Hello,
I’m trying to implement a network with the C++ API. In a particular section of the red, I need to link a topk layer (specifically the index output) to a custom plugin that I implemented;
the engine fails to build with the error that follows
./builder/cudnnBuilder2.cpp:1743: virtual std::vector<nvinfer1::query::RequirementsCombination> nvinfer1::builder::EngineTacticSupply::getSupportedFormats(const nvinfer1::builder::Node&): Assertion `!formats.empty()' failed.
to me this seems to be produced by the fact that the index output (second output) of topk comes in int32; yet my plugin is written to handle int32 and expects its input to be of that type; is there any reason why a custom IPluginExt should not work with a int32 input?

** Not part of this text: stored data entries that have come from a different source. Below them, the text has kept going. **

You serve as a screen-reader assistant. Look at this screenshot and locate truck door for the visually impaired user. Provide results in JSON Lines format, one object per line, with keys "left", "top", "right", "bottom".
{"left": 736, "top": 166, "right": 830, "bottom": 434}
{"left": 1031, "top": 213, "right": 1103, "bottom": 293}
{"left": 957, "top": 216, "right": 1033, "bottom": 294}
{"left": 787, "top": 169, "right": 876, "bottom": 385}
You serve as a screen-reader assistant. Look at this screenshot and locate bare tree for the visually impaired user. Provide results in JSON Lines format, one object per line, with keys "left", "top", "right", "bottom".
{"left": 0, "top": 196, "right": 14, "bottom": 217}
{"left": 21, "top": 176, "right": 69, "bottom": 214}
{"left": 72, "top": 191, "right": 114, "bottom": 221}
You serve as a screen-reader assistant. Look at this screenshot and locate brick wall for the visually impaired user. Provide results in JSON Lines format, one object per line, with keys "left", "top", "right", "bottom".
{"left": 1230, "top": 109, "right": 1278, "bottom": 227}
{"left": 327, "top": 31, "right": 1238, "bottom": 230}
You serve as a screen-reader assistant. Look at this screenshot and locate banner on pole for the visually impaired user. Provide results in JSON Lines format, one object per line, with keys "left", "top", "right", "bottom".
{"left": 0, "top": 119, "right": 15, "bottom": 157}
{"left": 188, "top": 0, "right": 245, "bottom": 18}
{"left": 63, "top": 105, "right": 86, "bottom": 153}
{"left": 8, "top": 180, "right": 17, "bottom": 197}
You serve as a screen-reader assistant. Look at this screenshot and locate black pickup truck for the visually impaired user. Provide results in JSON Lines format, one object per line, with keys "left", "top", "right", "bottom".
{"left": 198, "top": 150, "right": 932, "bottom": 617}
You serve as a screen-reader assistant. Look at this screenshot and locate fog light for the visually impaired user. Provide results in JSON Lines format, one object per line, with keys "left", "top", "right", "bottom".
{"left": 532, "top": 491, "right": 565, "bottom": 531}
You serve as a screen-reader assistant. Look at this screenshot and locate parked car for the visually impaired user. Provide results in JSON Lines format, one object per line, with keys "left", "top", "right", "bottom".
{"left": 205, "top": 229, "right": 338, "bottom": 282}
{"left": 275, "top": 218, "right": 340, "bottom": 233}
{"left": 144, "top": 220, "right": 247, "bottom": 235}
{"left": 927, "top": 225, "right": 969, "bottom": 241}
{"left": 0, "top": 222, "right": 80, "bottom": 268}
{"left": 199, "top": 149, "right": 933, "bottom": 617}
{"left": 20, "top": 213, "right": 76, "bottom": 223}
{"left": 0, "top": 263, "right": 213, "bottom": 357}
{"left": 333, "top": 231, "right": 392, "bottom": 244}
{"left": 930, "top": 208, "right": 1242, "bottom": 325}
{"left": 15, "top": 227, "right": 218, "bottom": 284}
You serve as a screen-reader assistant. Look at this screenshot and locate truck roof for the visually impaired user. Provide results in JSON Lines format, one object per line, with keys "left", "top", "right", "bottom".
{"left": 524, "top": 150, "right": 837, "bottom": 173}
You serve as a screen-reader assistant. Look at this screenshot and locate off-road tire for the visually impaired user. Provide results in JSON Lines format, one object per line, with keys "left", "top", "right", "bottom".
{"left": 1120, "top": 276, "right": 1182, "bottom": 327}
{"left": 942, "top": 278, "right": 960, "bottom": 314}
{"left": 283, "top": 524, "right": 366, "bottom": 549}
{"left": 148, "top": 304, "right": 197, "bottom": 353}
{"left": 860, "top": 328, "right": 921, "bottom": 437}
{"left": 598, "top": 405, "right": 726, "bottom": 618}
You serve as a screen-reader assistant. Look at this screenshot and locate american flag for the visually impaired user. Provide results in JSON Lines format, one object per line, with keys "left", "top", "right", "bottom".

I use TensorRT 6.0.1.5, with cuda 10.1.
I also attach the implementation of my plugin
void cudaCastInt32ToFloat_device(const int32_t *d_data_in, float *d_data_out, const int num_elements, cudaStream_t stream);
CastInt32ToFloatLayer::CastInt32ToFloatLayer(int c, int h, int w)
{
numChannels = c;
height = h;
width = w;
}
CastInt32ToFloatLayer::CastInt32ToFloatLayer(const void*buf, size_t size)
{
assert(size == 3 * sizeof(int));
const int *bufferSizeT = static_cast<const int*>(buf);
numChannels = static_cast<const int>(bufferSizeT[0]);
height = static_cast<const int>(bufferSizeT[1]);
width = static_cast<const int>(bufferSizeT[2]);
}
IPluginExt* CastInt32ToFloatLayer::clone()
{
return new CastInt32ToFloatLayer(numChannels, height, width);
}
bool CastInt32ToFloatLayer::supportsFormat(DataType type, PluginFormat format) const
{
return format == PluginFormat::kNCHW;
}
void CastInt32ToFloatLayer::configureWithFormat(const Dims* inputDims, int nbInputs, const Dims* outputDims, int nbOutputs, DataType type, PluginFormat format, int maxBatchSize)
{
assert(format == PluginFormat::kNCHW);
mDataType = type;
}
Dims CastInt32ToFloatLayer::getOutputDimensions(int index, const Dims* inputs, int nbInputDims)
{
assert(nbInputDims == 1);
assert(inputs[0].nbDims == 3);
return DimsCHW(numChannels, height, width);
}
int CastInt32ToFloatLayer::enqueue(int batch_size, const void*const *inputs, void** outputs, void*, cudaStream_t stream)
{
int32_t *data_in = (int32_t*)inputs[0];
float *data_out = (float*)outputs[0];
cudaCastInt32ToFloat_device(data_in, data_out, batch_size * numChannels * height * width, stream);
return 0;
}
size_t CastInt32ToFloatLayer::getSerializationSize()
{
return 3 * sizeof(int);
}
void CastInt32ToFloatLayer::serialize(void* buffer)
{
int *bufferSizeT = static_cast<int*>(buffer);
bufferSizeT[0] = numChannels;
bufferSizeT[1] = height;
bufferSizeT[2] = width;
}
the enqueue ends up calling the cuda kernel that follows
__global__ void castInt32ToFloatKernel(const int32_t *data_in, float *data_out)
{
int index = blockIdx.x * blockDim.x + threadIdx.x;
data_out[index] = static_cast<float>( data_in[index] ) ;
}
Is there a way to work around this?
Thanks in advance,
f